Adoption Application

Adoption Application
Photo by Angel Luciano / Unsplash

Our process is built around what is best for the dogs. In general we take a dog in, give it a full week of decompression time. Second week they will be groomed and seen by a vet. If all goes well they will be posted for adoption!

We will continually send out updates on dogs and update their bio pages. If you have any questions please use the Contact us form!

If you're ready to adopt please fill out the application below at your earliest convivence. We do prioritize by order of apps, we will always be transparent with how many apps we have. It is not an endlessly open process, if we feel the home is a good fit we will proceed. We will allow multiple applications to meet the dogs.

We only place dogs in a home that would be best for them. Yes, that means if a quieter home is available than yours we are more likely to choose that if it is right for the dog. Same in any other direction that there might be a broad spectrum mismatch despite how cute, or adorable, or anything. This process is built around the dogs needs and what is best for the dog.

Our process is more interactive and in depth than other shelters, there will be multiple meets and training involved for every dog. We do not place dogs on the first two meets ever. Due to this we recommend those who live further away consider this could take a minimum of 3, maximum of 5 drives out to meet closer to the dogs foster. A greater distance may require some additional training as we won't be able to support you after adoption. We do require our dogs to be returned to us for a refund within the first month and would like to save you the trip if we deem it necessary.

Our fee structure for dogs is:

Senior dogs over 7 are $450
Adult dogs are $650
Puppies under 1 year are $800

Here is what you get:

  1. Training: Given up to four hours of training (from the foster and coordinator),
  2. Medical: Full medical report of all findings, all shots (distemper, parvovirus, rabies, lepto, etc.), sterilization, tested for bloodborne illnesses (heartworm, ehrlichia, etc) and treatment if anything is found.
  3. Supplies: All of the supplies needed for a new dog as we attain these for the care of each dog,
  4. Behavioral: A full run down on their behavioral status, where they started, where they are and how far is left to go. This will be detailed in a training plan from us about what they can or cannot handle well and it will be discussed as much as needed!
  5. Ongoing support: We don't just drop a dog in your lap and say good luck. We're here for the long haul to make them successful and help you through any issues that might come up post adoption.
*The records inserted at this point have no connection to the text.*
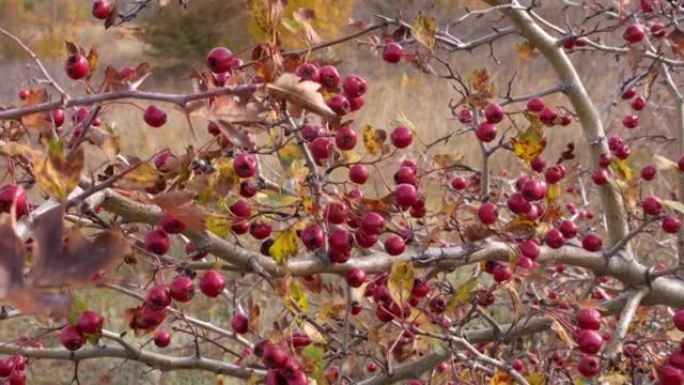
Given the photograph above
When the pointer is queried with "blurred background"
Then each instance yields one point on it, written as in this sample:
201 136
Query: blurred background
174 39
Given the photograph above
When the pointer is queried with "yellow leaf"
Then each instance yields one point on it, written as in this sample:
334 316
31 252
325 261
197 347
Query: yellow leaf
302 94
562 334
289 153
530 143
463 294
219 226
145 175
501 378
525 50
400 282
58 175
373 139
285 246
424 30
623 169
664 163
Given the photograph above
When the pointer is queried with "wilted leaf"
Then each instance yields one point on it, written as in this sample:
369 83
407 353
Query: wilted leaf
424 30
400 282
528 144
462 294
285 246
303 94
501 378
144 176
525 50
373 139
219 226
56 174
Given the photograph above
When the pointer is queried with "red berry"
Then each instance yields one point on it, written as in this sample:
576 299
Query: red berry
339 104
536 104
548 116
89 322
634 33
154 116
486 132
13 195
162 338
329 77
554 239
568 229
591 242
77 66
245 165
589 366
649 172
364 239
501 273
652 205
372 223
630 121
405 196
588 319
395 245
346 138
340 240
401 137
589 341
260 230
494 113
554 174
312 237
101 10
212 283
392 52
240 323
321 147
488 213
358 174
308 71
182 289
219 60
459 183
465 116
537 164
157 242
639 103
355 277
354 86
671 224
71 338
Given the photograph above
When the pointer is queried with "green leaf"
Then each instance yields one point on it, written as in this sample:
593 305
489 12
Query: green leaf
78 306
401 280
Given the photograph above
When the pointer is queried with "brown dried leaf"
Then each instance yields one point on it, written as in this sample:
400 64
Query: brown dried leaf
302 94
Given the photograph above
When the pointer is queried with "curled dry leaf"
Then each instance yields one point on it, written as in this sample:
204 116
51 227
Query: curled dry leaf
303 94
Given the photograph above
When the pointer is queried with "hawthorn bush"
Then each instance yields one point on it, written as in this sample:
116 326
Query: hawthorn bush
450 272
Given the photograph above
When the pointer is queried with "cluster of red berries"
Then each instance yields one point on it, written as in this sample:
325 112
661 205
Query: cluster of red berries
13 370
673 371
589 341
345 95
73 337
283 368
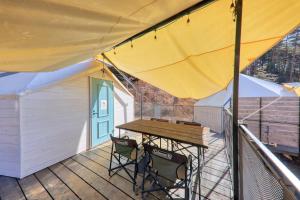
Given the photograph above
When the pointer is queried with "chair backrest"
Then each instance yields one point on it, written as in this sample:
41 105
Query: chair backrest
159 120
125 147
187 123
168 164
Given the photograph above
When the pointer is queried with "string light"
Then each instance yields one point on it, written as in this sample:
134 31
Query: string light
233 9
103 69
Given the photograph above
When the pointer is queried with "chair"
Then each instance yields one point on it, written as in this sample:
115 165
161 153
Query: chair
187 123
191 124
151 139
167 170
125 149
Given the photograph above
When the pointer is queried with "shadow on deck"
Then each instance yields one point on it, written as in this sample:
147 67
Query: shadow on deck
85 176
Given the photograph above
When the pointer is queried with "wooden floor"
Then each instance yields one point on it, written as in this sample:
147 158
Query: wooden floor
85 176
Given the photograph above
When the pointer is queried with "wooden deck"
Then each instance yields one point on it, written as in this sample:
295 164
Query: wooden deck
85 176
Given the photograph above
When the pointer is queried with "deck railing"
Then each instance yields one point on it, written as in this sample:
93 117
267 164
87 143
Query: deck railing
261 174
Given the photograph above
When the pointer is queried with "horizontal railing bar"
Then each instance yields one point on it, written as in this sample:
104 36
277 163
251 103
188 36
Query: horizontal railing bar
294 181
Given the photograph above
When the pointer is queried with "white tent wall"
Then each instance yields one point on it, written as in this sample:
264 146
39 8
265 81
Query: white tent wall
52 123
208 111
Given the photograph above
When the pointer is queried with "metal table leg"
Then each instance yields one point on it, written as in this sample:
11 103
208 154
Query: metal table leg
198 172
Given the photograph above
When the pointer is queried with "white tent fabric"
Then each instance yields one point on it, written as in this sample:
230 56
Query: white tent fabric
19 83
249 87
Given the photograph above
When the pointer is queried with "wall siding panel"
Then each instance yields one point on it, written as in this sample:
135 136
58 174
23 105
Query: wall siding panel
54 124
9 136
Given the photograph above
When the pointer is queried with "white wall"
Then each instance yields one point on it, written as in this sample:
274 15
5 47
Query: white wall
9 136
55 121
209 116
54 124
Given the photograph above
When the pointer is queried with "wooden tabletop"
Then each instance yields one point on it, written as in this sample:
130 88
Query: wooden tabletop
178 132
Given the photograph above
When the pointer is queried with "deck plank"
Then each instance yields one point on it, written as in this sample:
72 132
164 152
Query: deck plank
123 184
56 187
104 187
9 189
86 176
33 189
81 188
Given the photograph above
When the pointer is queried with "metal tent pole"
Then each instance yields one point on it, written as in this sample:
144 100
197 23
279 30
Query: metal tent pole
127 79
235 125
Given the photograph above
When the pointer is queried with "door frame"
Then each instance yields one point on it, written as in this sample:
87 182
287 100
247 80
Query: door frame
90 109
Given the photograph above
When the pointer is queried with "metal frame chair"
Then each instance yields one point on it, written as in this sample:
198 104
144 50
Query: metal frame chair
164 169
124 148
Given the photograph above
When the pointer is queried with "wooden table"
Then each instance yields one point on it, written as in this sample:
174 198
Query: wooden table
181 133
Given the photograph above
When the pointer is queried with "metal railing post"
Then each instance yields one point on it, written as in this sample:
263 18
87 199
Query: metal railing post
260 116
235 125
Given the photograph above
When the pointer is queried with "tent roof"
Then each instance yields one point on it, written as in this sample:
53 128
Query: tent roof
294 87
249 87
255 87
195 58
23 82
58 33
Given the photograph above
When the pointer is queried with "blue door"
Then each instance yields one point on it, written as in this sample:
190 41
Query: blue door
102 110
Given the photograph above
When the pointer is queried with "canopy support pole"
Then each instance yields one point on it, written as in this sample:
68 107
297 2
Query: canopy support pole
235 125
127 79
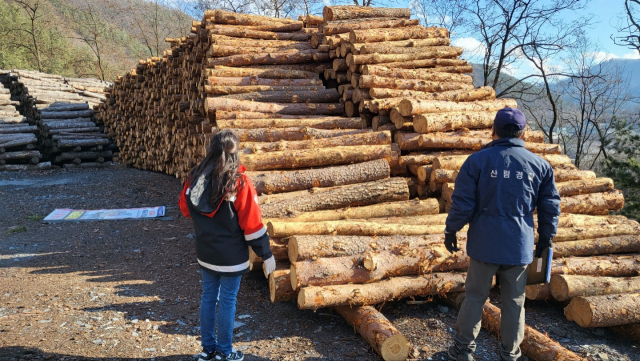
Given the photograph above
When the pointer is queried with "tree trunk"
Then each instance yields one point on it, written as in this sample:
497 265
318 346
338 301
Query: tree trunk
214 104
414 107
442 122
318 123
606 310
594 203
279 182
371 267
342 27
608 266
535 345
334 13
370 138
376 329
572 188
566 287
436 53
292 159
394 288
607 245
361 194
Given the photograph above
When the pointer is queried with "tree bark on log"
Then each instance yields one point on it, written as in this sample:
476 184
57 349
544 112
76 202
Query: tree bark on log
361 194
535 345
606 245
594 203
394 288
566 287
214 104
409 107
370 138
605 310
279 182
292 159
343 27
317 123
334 13
377 330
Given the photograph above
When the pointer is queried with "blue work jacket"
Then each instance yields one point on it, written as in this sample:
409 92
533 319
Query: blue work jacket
496 192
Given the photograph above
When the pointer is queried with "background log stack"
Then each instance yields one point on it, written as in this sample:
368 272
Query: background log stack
345 232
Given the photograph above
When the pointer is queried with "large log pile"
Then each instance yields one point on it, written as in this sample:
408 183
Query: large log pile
353 129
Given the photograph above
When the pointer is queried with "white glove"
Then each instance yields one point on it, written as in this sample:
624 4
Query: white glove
269 266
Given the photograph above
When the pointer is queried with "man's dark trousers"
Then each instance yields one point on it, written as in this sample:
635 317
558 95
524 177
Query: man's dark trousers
513 281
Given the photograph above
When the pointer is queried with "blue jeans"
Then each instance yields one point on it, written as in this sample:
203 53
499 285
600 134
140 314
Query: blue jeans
218 291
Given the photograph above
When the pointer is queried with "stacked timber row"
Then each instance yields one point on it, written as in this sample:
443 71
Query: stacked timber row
17 138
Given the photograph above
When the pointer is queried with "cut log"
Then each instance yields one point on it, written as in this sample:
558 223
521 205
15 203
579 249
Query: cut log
371 138
376 329
342 27
214 104
535 345
371 267
414 107
395 288
606 310
361 194
566 287
314 157
279 182
607 245
436 53
318 123
594 203
280 286
311 247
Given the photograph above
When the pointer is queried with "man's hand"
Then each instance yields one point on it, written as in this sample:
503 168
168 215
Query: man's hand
541 245
451 241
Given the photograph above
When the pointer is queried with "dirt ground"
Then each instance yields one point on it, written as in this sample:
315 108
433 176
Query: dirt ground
129 290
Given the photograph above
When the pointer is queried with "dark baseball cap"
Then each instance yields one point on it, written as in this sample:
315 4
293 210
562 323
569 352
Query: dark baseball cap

Here is what it would cost without rescue discounts:

The cost of getting a dog fixed (spayed or neutered), updated on shots, tested for bloodborne illnesses, and treated for any health issues can vary widely depending on various factors such as the dog's size, breed, location, and the specific services required. Additionally, prices may differ between veterinary clinics and regions.
Here's a rough estimate of the costs:

  1. Spaying/Neutering: The cost of spaying or neutering can range from $250 to $500 or more. Low-cost clinics or animal shelters may offer more affordable options.
  2. Vaccinations: Routine vaccinations (distemper, parvovirus, rabies, lepto, etc.) can cost anywhere from $20 to $150 per shot. Some clinics offer discounted vaccination packages.
  3. Blood Tests: Pre-surgery blood tests and to check for heartworm or other bloodborne illnesses can cost around $150 to $350.
  4. Treatment for Illnesses: The cost of treating illnesses can vary significantly based on the type of illness and the required medications or procedures. Treatment for common issues might range from $100 to $1,000 or more.
  5. X-rays: If your dog requires X-rays, the cost can range from $100 to $500 or more.

It's essential to keep in mind that these are general estimates, and actual costs may vary. It's recommended to contact local veterinary clinics, shelters, or animal welfare organizations to get more accurate pricing information based on your specific location and the services needed. Additionally, consider discussing the overall health plan for your dog with a veterinarian to understand the specific requirements and associated costs.